01 - 2 cups plus 1 tablespoon all-purpose flour
02 - 2 tablespoons granulated sugar
03 - 1 teaspoon salt
04 - 10 grams fresh yeast, crumbled
05 - 3 large eggs, beaten
06 - 2/3 cup unsalted butter, softened and diced

→ Vanilla Custard

07 - 1 cup plus 2 teaspoons whole milk
08 - 1 teaspoon unsalted butter
09 - 1 vanilla bean, split and seeds scraped
10 - 2 egg yolks
11 - 1/4 cup granulated sugar
12 - 3 tablespoons cornstarch
13 - 1 tablespoon all-purpose flour

→ Filling and Brushing

14 - 3/4 cup mini chocolate chips
15 - 1/4 cup granulated sugar
16 - 1/4 cup water
17 - 1 large egg and 1 egg yolk, beaten

# Steps:

01 - Combine flour, sugar, salt, and crumbled yeast in the bowl of a stand mixer fitted with a paddle attachment and mix briefly. Add the beaten eggs and knead at medium speed for about 3 minutes until a thick dough forms.
02 - Gradually add softened butter to the dough and continue kneading until the mixture becomes dense, smooth, and slightly sticky, up to 20 minutes of mixing.
03 - Cover the dough with plastic wrap and allow it to rise in a warm area for 2 hours or until doubled in size.
04 - Heat whole milk and 1 teaspoon butter in a saucepan with the split vanilla bean and scraped seeds until just bubbling. In a separate bowl, whisk egg yolks with sugar, cornstarch, and flour.

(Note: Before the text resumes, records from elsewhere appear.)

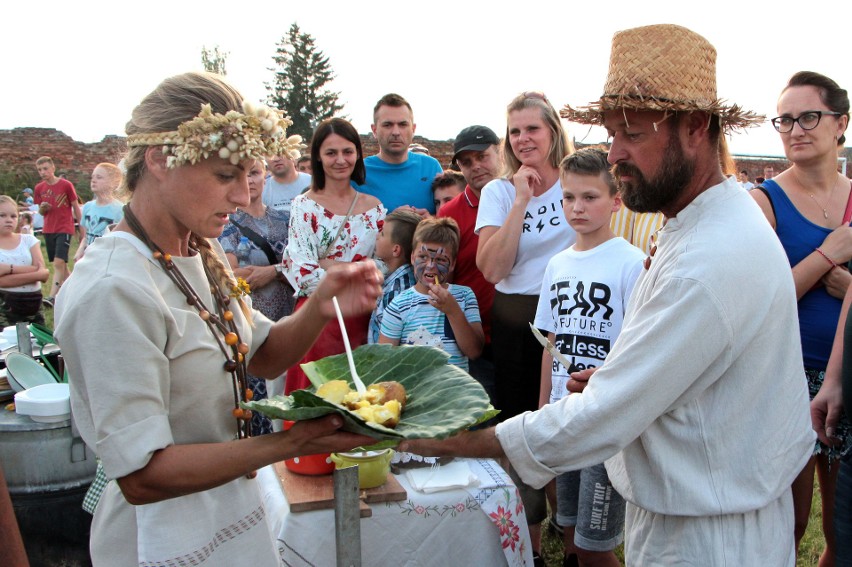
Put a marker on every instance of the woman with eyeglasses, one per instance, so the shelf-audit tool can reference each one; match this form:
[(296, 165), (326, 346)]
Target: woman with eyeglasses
[(809, 207), (521, 225)]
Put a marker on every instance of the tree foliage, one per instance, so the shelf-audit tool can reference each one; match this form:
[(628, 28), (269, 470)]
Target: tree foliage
[(301, 73), (214, 60)]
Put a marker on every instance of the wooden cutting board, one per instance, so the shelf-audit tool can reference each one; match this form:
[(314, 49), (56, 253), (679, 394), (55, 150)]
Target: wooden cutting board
[(306, 493)]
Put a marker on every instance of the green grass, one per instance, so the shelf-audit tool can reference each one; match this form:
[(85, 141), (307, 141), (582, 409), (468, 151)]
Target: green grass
[(809, 550), (45, 288)]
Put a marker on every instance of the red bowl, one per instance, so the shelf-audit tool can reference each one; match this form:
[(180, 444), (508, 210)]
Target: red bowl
[(309, 464)]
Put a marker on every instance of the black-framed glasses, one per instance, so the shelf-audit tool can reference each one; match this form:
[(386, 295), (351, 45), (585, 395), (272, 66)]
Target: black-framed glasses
[(807, 120)]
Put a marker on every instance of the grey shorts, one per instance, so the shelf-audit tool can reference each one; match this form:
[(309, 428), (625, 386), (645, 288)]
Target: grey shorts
[(534, 499), (586, 499)]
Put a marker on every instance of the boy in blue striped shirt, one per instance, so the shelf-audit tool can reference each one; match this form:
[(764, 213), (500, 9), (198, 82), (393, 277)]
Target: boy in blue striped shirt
[(435, 312)]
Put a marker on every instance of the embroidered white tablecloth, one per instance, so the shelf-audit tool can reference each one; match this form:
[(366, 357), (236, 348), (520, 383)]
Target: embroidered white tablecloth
[(481, 525)]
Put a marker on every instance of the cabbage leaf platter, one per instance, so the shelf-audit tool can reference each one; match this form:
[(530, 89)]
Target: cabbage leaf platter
[(442, 399)]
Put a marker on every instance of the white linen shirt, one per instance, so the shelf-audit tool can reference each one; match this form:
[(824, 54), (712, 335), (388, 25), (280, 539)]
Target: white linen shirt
[(545, 232), (702, 405)]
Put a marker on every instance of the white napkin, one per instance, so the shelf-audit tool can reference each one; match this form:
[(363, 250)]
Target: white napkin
[(456, 474)]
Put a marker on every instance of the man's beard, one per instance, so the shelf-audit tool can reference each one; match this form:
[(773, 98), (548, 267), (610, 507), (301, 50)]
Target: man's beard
[(652, 195)]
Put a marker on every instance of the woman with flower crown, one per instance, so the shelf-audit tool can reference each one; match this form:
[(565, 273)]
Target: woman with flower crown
[(160, 405)]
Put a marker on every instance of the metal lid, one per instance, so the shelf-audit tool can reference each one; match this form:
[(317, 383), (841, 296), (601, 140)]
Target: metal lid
[(11, 421)]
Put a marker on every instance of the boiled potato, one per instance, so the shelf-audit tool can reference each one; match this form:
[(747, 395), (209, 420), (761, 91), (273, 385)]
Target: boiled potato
[(334, 391), (382, 403)]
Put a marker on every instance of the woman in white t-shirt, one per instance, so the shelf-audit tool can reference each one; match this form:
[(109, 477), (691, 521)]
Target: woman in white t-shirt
[(521, 226), (22, 270)]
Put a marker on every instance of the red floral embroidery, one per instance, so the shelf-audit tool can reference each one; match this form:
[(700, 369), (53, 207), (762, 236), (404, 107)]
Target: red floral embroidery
[(502, 518), (512, 538)]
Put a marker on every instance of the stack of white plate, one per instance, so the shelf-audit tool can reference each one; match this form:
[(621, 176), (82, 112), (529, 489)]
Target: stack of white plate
[(48, 403)]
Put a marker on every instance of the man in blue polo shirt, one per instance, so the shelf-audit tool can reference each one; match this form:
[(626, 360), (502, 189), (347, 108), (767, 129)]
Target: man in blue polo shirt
[(396, 176)]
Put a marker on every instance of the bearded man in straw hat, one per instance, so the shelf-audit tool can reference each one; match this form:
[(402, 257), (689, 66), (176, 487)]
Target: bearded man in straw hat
[(700, 410)]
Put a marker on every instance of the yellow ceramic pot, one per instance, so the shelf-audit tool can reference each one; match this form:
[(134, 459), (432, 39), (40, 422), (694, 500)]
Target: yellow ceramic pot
[(373, 466)]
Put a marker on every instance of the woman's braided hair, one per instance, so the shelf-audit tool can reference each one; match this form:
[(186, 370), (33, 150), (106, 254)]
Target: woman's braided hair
[(176, 100)]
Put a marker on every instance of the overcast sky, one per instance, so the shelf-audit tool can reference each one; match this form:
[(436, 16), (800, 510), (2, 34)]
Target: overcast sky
[(81, 67)]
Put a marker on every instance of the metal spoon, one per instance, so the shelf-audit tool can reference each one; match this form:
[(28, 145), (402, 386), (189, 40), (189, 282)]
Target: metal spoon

Gradually pour the hot milk over the egg mixture, whisking constantly, then return to the saucepan. Cook over medium heat, whisking, until custard thickens. Transfer to a bowl, cover with plastic wrap, and refrigerate.
05 - Roll the risen dough into a large rectangle on a lightly floured surface. Spread the cooled custard over half of the rectangle, sprinkle evenly with mini chocolate chips, then fold the dough to cover the filling. Cut into 8 equal rectangles.
06 - Arrange the shaped brioches on a parchment-lined baking sheet, cover loosely, and let rise for 2 hours in a warm environment.
07 - Preheat the oven to 350°F (177°C). Brush each brioche with the beaten egg and yolk mixture. Bake in the preheated oven for 10–12 minutes, or until golden brown.
08 - Boil 1/4 cup granulated sugar and 1/4 cup water together until the sugar is completely dissolved to create a simple syrup. While the brioches are still warm, brush each with a thin layer of the syrup.
09 - Allow brioches to cool completely on a wire rack before serving. Enjoy as a sweet addition to breakfast or brunch.

# Notes:

01 - Ensure ingredients are at room temperature before starting for best dough texture.
02 - Chill custard thoroughly before filling to prevent dough from becoming soggy.